The NCIC CTG Symptom Control.20 randomized trial (SC.20) confirmed the effectiveness of re-irradiation to painful bone metastases. This companion study correlates urinary markers of osteoclast activity with response to re-irradiation, survival and skeletal related events (SREs). Pain response was assessed using the International Consensus Endpoints. Urinary markers of bone turnover-pyridinoline (PYD), deoxypyridinoline (DPD), N-telopeptide (NTX), Alpha and Beta cross-laps of C-telopeptide (CTX)-before and 1month after re-irradiation were correlated to response to re-irradiation and then to both, either or none of the initial and re-irradiation: frequent responders (response to both); eventual responders (response to re-irradiation only); eventual non-responders (response to initial radiation only), and absolute non-responders (no response to both). Significant differences between 40 responders and 69 non-responders to re-irradiation existed for PYD (p=0.03) and DPD (p=0.04) at baseline.
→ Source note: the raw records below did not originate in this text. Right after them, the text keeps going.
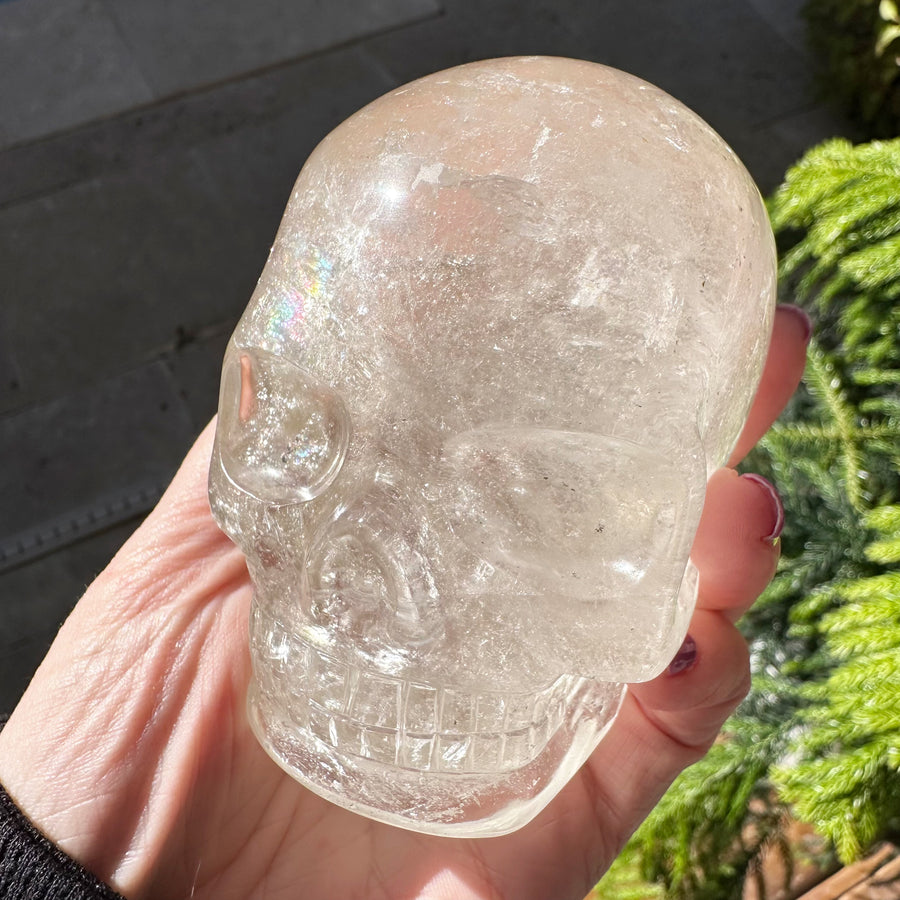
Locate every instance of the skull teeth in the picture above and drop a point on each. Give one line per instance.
(403, 723)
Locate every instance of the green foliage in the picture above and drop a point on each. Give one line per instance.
(822, 722)
(858, 43)
(848, 777)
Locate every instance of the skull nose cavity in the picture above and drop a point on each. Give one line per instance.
(367, 577)
(283, 433)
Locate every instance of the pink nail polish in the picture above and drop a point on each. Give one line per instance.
(775, 500)
(685, 658)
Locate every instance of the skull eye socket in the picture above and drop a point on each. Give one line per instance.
(284, 434)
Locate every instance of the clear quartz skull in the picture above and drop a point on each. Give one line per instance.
(513, 318)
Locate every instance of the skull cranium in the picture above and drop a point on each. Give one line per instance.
(513, 318)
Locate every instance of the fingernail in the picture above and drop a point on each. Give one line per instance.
(777, 506)
(802, 316)
(684, 659)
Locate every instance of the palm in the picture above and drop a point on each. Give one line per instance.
(244, 827)
(132, 751)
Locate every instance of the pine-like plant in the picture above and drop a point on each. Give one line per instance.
(820, 731)
(857, 43)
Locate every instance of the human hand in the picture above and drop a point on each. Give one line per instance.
(131, 749)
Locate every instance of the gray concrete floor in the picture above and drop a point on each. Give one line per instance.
(146, 153)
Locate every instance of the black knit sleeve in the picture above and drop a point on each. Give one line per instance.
(32, 868)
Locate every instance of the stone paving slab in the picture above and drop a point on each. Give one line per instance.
(181, 44)
(114, 271)
(135, 240)
(139, 254)
(62, 62)
(85, 448)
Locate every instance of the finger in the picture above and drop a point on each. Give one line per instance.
(664, 726)
(707, 679)
(781, 375)
(737, 545)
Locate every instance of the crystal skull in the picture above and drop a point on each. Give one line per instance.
(513, 318)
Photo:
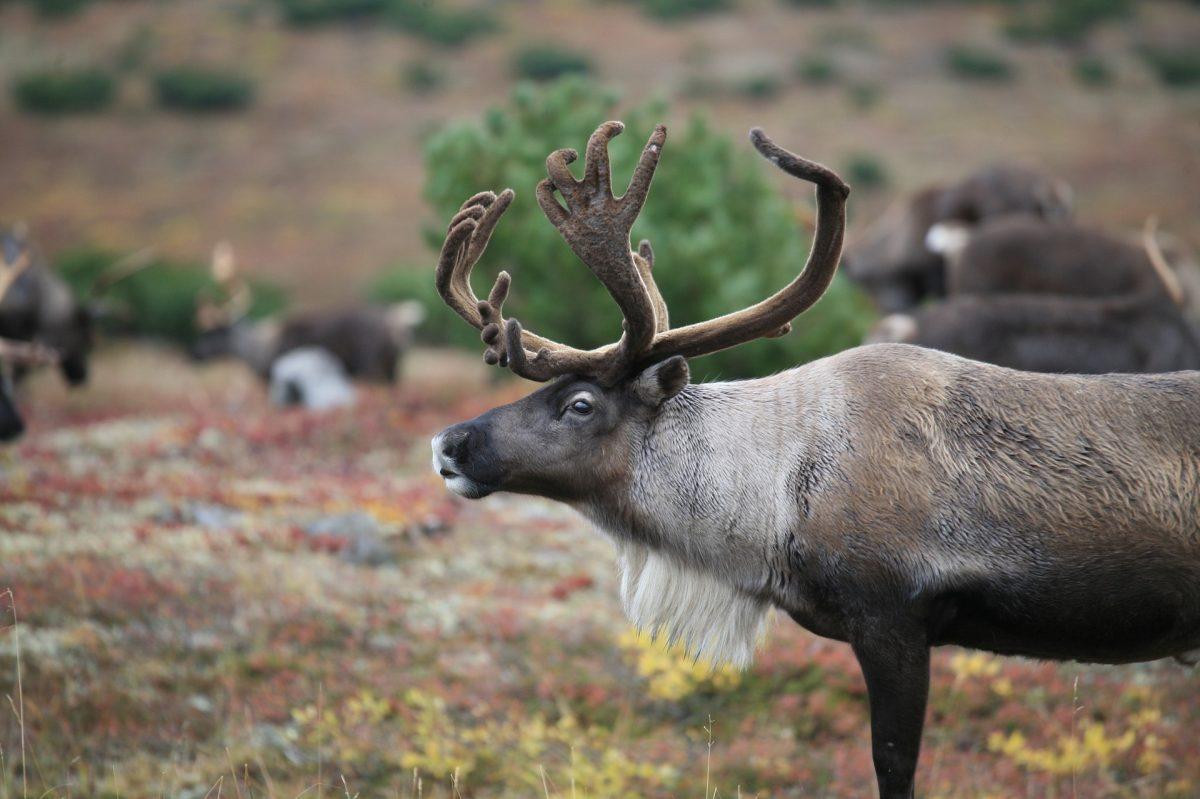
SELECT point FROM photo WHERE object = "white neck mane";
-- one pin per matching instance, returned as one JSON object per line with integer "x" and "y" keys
{"x": 709, "y": 510}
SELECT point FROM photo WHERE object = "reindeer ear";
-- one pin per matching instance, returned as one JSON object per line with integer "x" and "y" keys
{"x": 663, "y": 380}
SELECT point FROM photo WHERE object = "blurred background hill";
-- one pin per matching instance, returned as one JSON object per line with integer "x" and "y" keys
{"x": 295, "y": 128}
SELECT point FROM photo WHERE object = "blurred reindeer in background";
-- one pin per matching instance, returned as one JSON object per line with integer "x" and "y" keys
{"x": 367, "y": 341}
{"x": 16, "y": 354}
{"x": 894, "y": 263}
{"x": 40, "y": 307}
{"x": 1056, "y": 298}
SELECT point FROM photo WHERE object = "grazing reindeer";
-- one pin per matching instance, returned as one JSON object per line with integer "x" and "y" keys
{"x": 891, "y": 497}
{"x": 895, "y": 264}
{"x": 369, "y": 341}
{"x": 1066, "y": 335}
{"x": 1031, "y": 256}
{"x": 16, "y": 354}
{"x": 40, "y": 307}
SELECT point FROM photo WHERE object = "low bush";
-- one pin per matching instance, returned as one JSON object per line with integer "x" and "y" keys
{"x": 1175, "y": 67}
{"x": 971, "y": 62}
{"x": 683, "y": 8}
{"x": 865, "y": 95}
{"x": 1093, "y": 71}
{"x": 203, "y": 90}
{"x": 421, "y": 77}
{"x": 430, "y": 20}
{"x": 316, "y": 12}
{"x": 549, "y": 61}
{"x": 1065, "y": 20}
{"x": 759, "y": 86}
{"x": 725, "y": 236}
{"x": 64, "y": 91}
{"x": 816, "y": 70}
{"x": 157, "y": 301}
{"x": 449, "y": 28}
{"x": 865, "y": 172}
{"x": 52, "y": 8}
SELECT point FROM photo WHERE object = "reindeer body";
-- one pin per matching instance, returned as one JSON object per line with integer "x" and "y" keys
{"x": 892, "y": 480}
{"x": 367, "y": 341}
{"x": 41, "y": 307}
{"x": 892, "y": 497}
{"x": 1144, "y": 332}
{"x": 1029, "y": 256}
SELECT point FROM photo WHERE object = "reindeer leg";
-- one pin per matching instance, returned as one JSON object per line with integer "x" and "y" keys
{"x": 895, "y": 665}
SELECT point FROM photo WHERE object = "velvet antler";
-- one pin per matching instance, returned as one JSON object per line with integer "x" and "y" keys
{"x": 595, "y": 226}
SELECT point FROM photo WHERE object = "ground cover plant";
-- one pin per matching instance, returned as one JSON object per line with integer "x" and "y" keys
{"x": 219, "y": 599}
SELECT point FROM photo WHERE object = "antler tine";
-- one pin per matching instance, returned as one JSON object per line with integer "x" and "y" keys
{"x": 471, "y": 229}
{"x": 645, "y": 262}
{"x": 27, "y": 353}
{"x": 597, "y": 227}
{"x": 773, "y": 316}
{"x": 12, "y": 271}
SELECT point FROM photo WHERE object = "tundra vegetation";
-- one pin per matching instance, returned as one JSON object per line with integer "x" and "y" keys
{"x": 216, "y": 599}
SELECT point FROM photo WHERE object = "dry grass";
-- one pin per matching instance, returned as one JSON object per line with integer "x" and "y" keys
{"x": 186, "y": 631}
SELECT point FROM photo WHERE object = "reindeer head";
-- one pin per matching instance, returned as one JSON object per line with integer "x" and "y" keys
{"x": 216, "y": 317}
{"x": 573, "y": 437}
{"x": 16, "y": 353}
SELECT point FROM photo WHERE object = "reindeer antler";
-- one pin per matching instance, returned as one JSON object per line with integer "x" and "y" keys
{"x": 10, "y": 272}
{"x": 237, "y": 295}
{"x": 595, "y": 224}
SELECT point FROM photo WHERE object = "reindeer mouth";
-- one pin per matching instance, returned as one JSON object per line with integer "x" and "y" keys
{"x": 456, "y": 481}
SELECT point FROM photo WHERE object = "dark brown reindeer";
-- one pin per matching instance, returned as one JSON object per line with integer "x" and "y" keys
{"x": 41, "y": 307}
{"x": 891, "y": 497}
{"x": 1030, "y": 256}
{"x": 1067, "y": 335}
{"x": 894, "y": 262}
{"x": 16, "y": 354}
{"x": 1055, "y": 298}
{"x": 369, "y": 341}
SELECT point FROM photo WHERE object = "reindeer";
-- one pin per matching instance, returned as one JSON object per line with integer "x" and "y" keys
{"x": 1025, "y": 254}
{"x": 41, "y": 307}
{"x": 1083, "y": 335}
{"x": 16, "y": 354}
{"x": 891, "y": 497}
{"x": 895, "y": 264}
{"x": 369, "y": 341}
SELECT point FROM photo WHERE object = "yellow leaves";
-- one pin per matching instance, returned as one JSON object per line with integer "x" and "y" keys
{"x": 442, "y": 745}
{"x": 1073, "y": 754}
{"x": 967, "y": 665}
{"x": 670, "y": 672}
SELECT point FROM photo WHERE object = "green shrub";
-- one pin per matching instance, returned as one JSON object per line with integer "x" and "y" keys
{"x": 1065, "y": 20}
{"x": 1093, "y": 71}
{"x": 421, "y": 77}
{"x": 51, "y": 8}
{"x": 159, "y": 300}
{"x": 760, "y": 86}
{"x": 448, "y": 28}
{"x": 317, "y": 12}
{"x": 724, "y": 234}
{"x": 549, "y": 61}
{"x": 865, "y": 172}
{"x": 816, "y": 68}
{"x": 424, "y": 18}
{"x": 972, "y": 62}
{"x": 865, "y": 95}
{"x": 1176, "y": 67}
{"x": 64, "y": 91}
{"x": 202, "y": 89}
{"x": 682, "y": 8}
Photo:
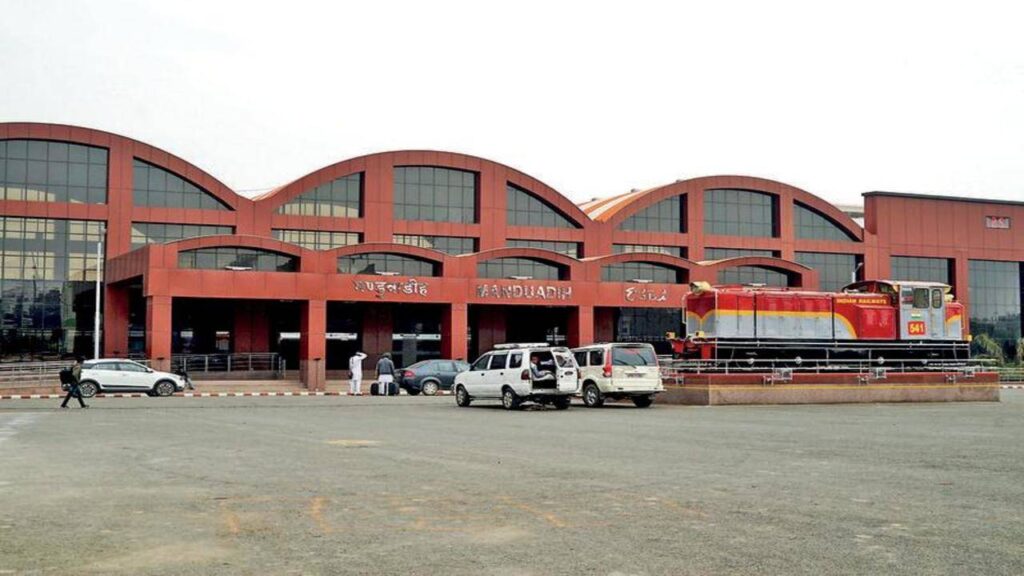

When patients were categorized as frequent responders (N=34), eventual responders (6), eventual non-responders (59) and absolute non-responders (10), the mean values of all markers in the absolute non-responders at baseline and the follow-up were about double those for the other three groups with statistically significant difference for DPD (p=0.03) at baseline. Absolute non-responders had the worst survival. The few occurrences of the SREs did not allow meaningful comparisons among the groups. There were significant differences between responders and non-responders to re-irradiation for PYD and DPD at baseline. The urinary markers in the absolute non-responders were markedly elevated at both baseline and follow-up with a statistically significant difference for DPD at baseline.